Portia respiraba entrecortada y dolorosamente, como si tuviera hielo en los pulmones.

Vio que él estaba muy quieto. Pero era la quietud de un jaguar en un claro de la selva, con cada músculo bajo un control completo y absoluto.

La quietud antes de la cacería.

Con una parte de su mente, Portia supo que se había comportado de forma deshonrosa, rebajándose a hablarle de esa manera... pero no había tenido elección. Ninguna. Tenía que protegerse de él... de cualquier modo que pudiera.

Era tan... tan peligroso, que hacía que se sintiera fuera de control.

Él habló. La voz carente de emoción.

—En cuyo caso, si es eso lo que sientes, te desearé buenas noches.

Giró en redondo y entró en el hotel. Su paso no era ni apresurado ni lento.

Desapareció.

Sola en la acera en la fresca noche primaveral, Portia permaneció paralizada.

Luego, despacio, con movimientos bruscos, comenzó a andar.

Cruzó el vestíbulo de cuadros negros y blancos y se dirigió al bar. Una vez allí, fue a la barra; en cuanto el camarero lo observó, de inmediato se plantó frente a él.

—Whisky.

Tenía un tic en la mejilla.

Cuando tuvo la copa, la alzó y se la bebió de un trago.

Una imagen le ardía en el cerebro.

No era de Portia Lanchester.

Otra mujer.

Elegante, vestida de forma inmaculada, con un pelo azabache recogido como una serpiente alrededor de la nuca. Sus labios eran muy rojos.

Sus ojos también eran negros... como el pecado. En absoluto parecidos a los grises y cortantes de Portia Lanchester.

Pero la expresión en ellos era la misma.

Desdén. Repulsión. Horror.

Oyó otra vez la voz en su cabeza.

—¿Tul ¿El hijo de Carmita? ¡No es posible!

Después de los insultos, la mano llena de anillos se había alzado para señalar la puerta.

—¡Fuera! ¡Largo o haré que te echen!

Por encima de toda aquella escena, lo que mejor recordaba era la incredulidad en la voz de Mercedes de Carvello. Había sido incapaz de creer que el hijo de su doncella había regresado para decirle que en ese momento era el propietario de la hacienda.

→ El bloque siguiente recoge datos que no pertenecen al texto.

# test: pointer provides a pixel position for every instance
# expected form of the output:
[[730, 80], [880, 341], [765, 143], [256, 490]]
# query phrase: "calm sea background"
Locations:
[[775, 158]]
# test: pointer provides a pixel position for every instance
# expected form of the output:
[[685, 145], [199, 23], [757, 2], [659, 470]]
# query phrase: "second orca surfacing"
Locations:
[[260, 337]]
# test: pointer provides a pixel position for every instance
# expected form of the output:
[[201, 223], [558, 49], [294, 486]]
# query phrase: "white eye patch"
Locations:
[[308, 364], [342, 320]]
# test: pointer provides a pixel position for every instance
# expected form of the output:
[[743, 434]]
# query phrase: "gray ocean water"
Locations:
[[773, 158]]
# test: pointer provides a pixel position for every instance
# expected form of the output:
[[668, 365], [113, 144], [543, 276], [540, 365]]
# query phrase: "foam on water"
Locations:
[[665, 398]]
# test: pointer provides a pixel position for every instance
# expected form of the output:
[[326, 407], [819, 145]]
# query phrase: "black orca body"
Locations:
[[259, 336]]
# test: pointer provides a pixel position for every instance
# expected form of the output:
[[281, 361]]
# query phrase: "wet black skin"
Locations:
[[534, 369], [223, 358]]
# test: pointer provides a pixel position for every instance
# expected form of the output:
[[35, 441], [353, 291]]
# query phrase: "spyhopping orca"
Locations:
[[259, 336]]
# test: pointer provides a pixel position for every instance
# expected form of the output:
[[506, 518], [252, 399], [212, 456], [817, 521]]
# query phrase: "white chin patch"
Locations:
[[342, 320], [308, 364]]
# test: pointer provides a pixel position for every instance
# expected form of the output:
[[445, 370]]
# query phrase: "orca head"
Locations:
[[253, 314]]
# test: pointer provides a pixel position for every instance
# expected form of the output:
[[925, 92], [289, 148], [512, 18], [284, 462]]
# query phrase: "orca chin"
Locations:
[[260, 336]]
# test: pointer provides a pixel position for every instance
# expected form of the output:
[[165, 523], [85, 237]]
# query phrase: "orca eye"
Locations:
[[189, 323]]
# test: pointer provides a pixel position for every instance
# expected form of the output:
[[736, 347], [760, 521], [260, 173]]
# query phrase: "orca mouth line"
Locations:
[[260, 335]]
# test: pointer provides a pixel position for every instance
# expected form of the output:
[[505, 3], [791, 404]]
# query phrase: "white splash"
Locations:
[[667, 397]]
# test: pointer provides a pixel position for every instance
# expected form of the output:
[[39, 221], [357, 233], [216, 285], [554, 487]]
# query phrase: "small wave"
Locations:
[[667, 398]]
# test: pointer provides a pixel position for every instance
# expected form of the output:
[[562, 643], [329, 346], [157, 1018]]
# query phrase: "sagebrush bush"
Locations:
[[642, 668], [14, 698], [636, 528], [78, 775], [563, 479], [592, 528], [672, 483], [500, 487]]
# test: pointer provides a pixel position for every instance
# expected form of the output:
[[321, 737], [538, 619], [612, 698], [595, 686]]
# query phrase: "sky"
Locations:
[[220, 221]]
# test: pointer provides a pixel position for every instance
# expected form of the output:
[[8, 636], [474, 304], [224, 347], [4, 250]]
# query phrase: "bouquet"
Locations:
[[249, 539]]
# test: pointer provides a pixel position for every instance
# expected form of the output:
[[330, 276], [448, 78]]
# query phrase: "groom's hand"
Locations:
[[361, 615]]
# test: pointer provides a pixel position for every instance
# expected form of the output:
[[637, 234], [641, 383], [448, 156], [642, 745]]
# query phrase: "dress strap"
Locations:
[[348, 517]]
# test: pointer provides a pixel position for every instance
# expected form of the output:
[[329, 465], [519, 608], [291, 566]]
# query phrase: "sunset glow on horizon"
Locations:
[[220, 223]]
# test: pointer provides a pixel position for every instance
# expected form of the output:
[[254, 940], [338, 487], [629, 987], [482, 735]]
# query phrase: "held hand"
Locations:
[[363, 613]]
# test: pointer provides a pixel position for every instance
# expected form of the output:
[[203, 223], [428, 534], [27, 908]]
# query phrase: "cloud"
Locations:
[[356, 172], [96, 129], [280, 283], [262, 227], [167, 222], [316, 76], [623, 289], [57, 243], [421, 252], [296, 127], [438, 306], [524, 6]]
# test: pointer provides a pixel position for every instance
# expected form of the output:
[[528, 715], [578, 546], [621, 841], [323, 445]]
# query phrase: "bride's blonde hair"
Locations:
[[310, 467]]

Había sido el momento más dulce de su vida.

Y el más amargo.

Porque había sido demasiado tarde para las dos personas para las que había comprado la hacienda. Su padre, muerto hacía quince años por un cáncer provocado por los agentes cancerígenos utilizados a sabiendas en las plantaciones de plátanos de la hacienda... y su madre, fatalmente atropellada por la propia Mercedes, al conducir un coche deportivo a más de ciento veinte kilómetros por hora con una botella de champán dentro de ella.

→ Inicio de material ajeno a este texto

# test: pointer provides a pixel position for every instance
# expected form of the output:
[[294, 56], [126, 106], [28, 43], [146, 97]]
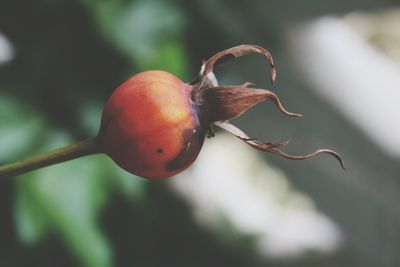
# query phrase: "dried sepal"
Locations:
[[273, 148], [237, 51], [227, 102]]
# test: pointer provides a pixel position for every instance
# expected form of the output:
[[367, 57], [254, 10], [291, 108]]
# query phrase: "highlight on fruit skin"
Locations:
[[154, 124]]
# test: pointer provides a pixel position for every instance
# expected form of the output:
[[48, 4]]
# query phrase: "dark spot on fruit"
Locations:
[[192, 143]]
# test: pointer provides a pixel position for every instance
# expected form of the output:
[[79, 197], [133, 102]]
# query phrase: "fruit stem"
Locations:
[[83, 148]]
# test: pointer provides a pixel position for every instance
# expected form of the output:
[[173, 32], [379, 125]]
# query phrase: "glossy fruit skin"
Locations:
[[150, 126]]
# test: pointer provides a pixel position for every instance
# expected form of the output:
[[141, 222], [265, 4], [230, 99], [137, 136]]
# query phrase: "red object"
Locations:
[[150, 127]]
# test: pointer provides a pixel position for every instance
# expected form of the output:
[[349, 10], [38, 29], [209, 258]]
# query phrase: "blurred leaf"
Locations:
[[20, 128], [67, 199], [148, 32]]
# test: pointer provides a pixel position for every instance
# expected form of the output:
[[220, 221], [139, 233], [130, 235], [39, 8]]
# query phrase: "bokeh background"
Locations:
[[338, 64]]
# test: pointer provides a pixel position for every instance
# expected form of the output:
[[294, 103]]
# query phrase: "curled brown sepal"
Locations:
[[273, 148], [226, 102], [237, 51]]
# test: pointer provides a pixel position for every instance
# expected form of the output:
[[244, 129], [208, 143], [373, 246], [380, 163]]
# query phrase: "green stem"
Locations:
[[83, 148]]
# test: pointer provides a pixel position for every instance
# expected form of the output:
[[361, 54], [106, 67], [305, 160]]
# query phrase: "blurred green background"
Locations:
[[60, 61]]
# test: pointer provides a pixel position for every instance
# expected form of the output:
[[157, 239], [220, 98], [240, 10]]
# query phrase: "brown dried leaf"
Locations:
[[273, 148], [238, 51]]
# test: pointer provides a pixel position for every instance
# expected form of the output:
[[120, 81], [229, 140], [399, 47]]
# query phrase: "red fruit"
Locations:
[[154, 124], [150, 125]]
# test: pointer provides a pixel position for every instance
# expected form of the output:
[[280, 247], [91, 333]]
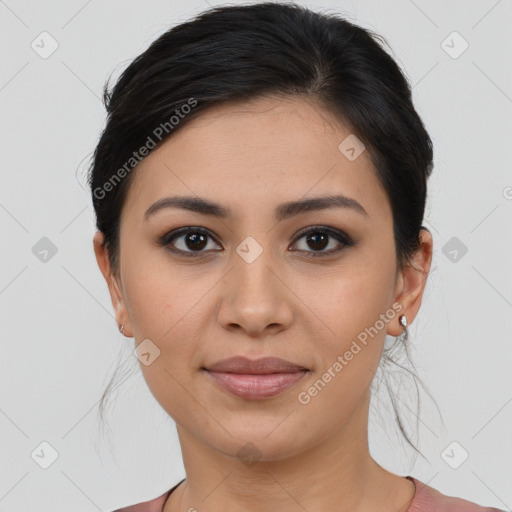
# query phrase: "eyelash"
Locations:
[[341, 237]]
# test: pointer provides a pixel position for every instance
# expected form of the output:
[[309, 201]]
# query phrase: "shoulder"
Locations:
[[154, 505], [427, 499]]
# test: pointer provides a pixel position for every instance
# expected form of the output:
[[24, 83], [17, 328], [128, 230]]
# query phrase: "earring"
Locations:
[[403, 322]]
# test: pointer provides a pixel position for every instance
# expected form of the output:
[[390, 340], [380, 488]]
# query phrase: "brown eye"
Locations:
[[317, 239], [189, 241]]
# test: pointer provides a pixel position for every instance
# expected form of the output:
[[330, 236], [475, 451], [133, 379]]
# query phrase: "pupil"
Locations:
[[198, 241], [315, 239]]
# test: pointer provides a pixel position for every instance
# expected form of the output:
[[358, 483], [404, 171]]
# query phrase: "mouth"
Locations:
[[255, 379]]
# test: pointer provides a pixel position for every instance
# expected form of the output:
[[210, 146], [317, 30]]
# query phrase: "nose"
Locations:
[[255, 298]]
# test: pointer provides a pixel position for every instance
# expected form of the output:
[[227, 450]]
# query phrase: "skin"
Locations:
[[250, 158]]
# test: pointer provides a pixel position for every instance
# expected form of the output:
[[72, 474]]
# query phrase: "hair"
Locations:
[[240, 53]]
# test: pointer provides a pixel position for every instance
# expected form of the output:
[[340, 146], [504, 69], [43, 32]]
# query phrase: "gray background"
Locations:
[[59, 340]]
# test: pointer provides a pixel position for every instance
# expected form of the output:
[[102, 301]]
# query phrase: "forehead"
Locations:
[[253, 155]]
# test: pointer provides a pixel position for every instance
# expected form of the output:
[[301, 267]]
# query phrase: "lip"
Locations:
[[255, 379], [261, 366]]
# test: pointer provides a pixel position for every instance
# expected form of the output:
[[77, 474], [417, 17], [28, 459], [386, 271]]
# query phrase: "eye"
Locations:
[[188, 241], [319, 238]]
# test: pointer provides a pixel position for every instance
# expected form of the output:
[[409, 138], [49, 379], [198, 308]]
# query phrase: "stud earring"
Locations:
[[403, 322]]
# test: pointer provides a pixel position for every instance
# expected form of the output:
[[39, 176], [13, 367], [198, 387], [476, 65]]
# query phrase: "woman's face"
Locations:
[[255, 285]]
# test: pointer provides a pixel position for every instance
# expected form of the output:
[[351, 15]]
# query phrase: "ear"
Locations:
[[114, 289], [411, 283]]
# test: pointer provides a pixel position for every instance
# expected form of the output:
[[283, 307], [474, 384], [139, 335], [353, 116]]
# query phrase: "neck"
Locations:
[[338, 473]]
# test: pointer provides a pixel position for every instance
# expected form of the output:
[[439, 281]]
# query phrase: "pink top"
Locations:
[[426, 499]]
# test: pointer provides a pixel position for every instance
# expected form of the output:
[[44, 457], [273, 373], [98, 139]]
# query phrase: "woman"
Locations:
[[259, 190]]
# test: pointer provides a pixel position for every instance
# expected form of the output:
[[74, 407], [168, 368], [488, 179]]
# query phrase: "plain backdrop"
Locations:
[[59, 340]]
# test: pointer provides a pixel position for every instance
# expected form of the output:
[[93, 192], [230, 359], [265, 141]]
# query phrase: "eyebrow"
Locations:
[[282, 212]]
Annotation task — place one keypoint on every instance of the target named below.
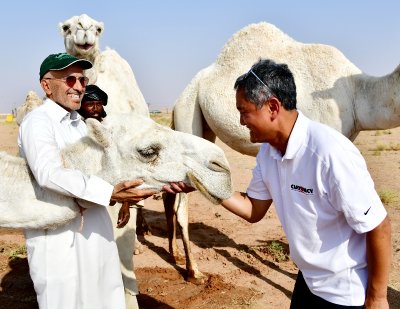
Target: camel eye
(150, 152)
(65, 28)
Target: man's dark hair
(266, 79)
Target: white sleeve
(39, 147)
(257, 188)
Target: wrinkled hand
(178, 187)
(123, 215)
(126, 192)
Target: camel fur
(110, 71)
(330, 89)
(124, 147)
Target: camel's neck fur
(88, 157)
(380, 97)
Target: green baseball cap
(61, 61)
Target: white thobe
(70, 269)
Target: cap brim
(85, 64)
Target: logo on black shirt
(302, 189)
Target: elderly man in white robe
(74, 266)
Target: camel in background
(330, 89)
(122, 147)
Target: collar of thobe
(62, 115)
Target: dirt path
(245, 264)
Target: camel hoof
(177, 259)
(139, 248)
(199, 279)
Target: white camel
(122, 147)
(110, 71)
(330, 89)
(114, 75)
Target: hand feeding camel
(330, 89)
(121, 147)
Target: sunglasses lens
(84, 81)
(70, 80)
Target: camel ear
(98, 133)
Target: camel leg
(182, 213)
(140, 227)
(170, 214)
(125, 239)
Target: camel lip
(85, 46)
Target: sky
(167, 42)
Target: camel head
(81, 36)
(130, 146)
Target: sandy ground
(245, 264)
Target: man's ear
(274, 106)
(45, 86)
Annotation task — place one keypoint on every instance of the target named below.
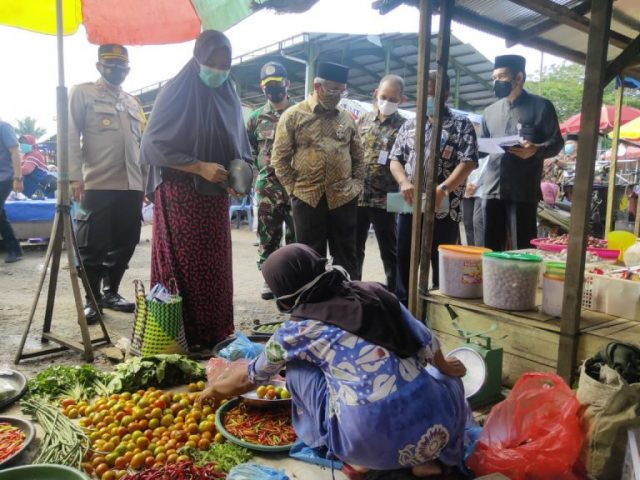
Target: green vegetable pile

Y esa amargura lo había impulsado a permanecer allí mientras Mercedes de Carvello, que había tratado a todo el personal de servicio como la basura que consideraba que era, había intentado expulsarlo de la casa a la que jamás le habían permitido la entrada. Pero gracias a la pobreza en la que había nacido y de la que había podido escapar, y a la temeraria extravagancia de su marido muerto, Esteban de Carvello, era propietario del último centímetro de esa vasta propiedad.

Un lugar en el que Mercedes de Carvello ya no tenía derecho a estar.

Despacio, muy despacio, sus ojos volvieron a enfocarse y regresaron al presente.

Y vio otra cara... otra imagen. Distante, rubia, inglesa.

Y llena de repulsión. Desdén.

Hacia él.

El camarero había regresado a su extremo de la barra. Diego empujó la copa vacía hacia él. —Otro —pidió.

Tenía los ojos velados. La cara inexpresiva. En silencio, el camarero le rellenó la copa.